February 5, 2008

Memorizing the Order of Sharps and Flats with Scale Blocks

Filed under: Game Ideas, Scale Blocks, Teaching Ideas — natalie @ 7:36 am

In September of last year I made several sets of scale blocks. I’ve been using them periodically during lessons, but I decided to make more of a concerted effort to use them as a teaching and reinforcement tool with my students. Joey just finished learning all of his major scales, thanks to the aid and motivation of the scale chart in the front of his assignment book. Before we move on to the minor scales I told him that I want him to be able to immediately recall how many sharps or flats each key has and what they are. For example, I would say, “A Major” and he would reply, “3 sharps - F#,C#,G#.” I decided that step one toward that goal would be memorizing the order of sharps and flats. Enter: scale blocks!


After discussing how to figure out the pattern initially, Joey arranged the blocks in the correct order. I timed him and it took 25 seconds. I gave him 2 more chances to beat his time and he decreased it substantially each time, with a final time of 7 seconds. Next week at his lesson he’s going to see if he can beat that record! We repeated the same process with the flats. Part of his assignment this week is to write the complete order out on the staff in his manuscript book each day of the week in both bass and treble clef while saying their names out loud.


We both had fun and decided that using scale blocks is a great way to memorize the order of sharps and flats!

I’m going to continue trying to squeeze out my creative juices to come up with other fun ways to use the scale blocks.
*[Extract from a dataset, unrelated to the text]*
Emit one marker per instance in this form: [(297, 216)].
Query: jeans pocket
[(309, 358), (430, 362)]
Does anyone else have any ideas they’d be willing to share?

September 11, 2007

Make Your Own Scale Blocks

Filed under: Game Ideas, Scale Blocks, Teaching Ideas — natalie @ 11:23 pm

Inspired by this Bag O’ Blocks and several others like it that I’ve seen, I decided to try making my own scale blocks. I could have just bought this wonderful set from Music Educator’s Marketplace, but I wanted to have several octave sets and couldn’t afford to buy more than one.

So, I began my creative endeavor with the following supplies:

60 one-inch wooden blocks, matte finish craft paint, 4 one-inch paint sponges, small paint brush, a can of clear acrylic sealer (also matte finish)

Step 1:

Make sure I know what I’m doing. I drew up this little diagram so that I would know which blocks needed to be painted white-black-white-black and which ones needed to be painted white-white-white-black.

Step 2:

Start painting! I painted white first that way if there was overlap, the black would cover it up.

Step 4:

Keep painting! Since there were two sides that didn’t need key names, I decided to paint them in my studio colors: red and yellow. The longest part of this project was painting all the key names. It would have probably worked (and definitely been faster!) to use a paint pen, rather than a brush, but I didn’t have any on hand and didn’t feel like making a run to the store.

Step 5:

The paint dried very fast, so as soon as I finished the last key name I took them outside and sprayed them with the acrylic sealer. I left them out to dry for about 10 minutes, then turned them over and sprayed the other side. After about another 10-15 minutes, they were done. (I definitely advise using a sealer. It was amazing how much better the blocks looked and felt after they were sprayed with it. I can tell they will last longer this way!)

Step 6:

Bag them up, with two complete octaves per set, and think of lots of ways to use them! I’ve already used the scale blocks at least 5 times this week and hope to post some specific ideas in the future. They are such a blast!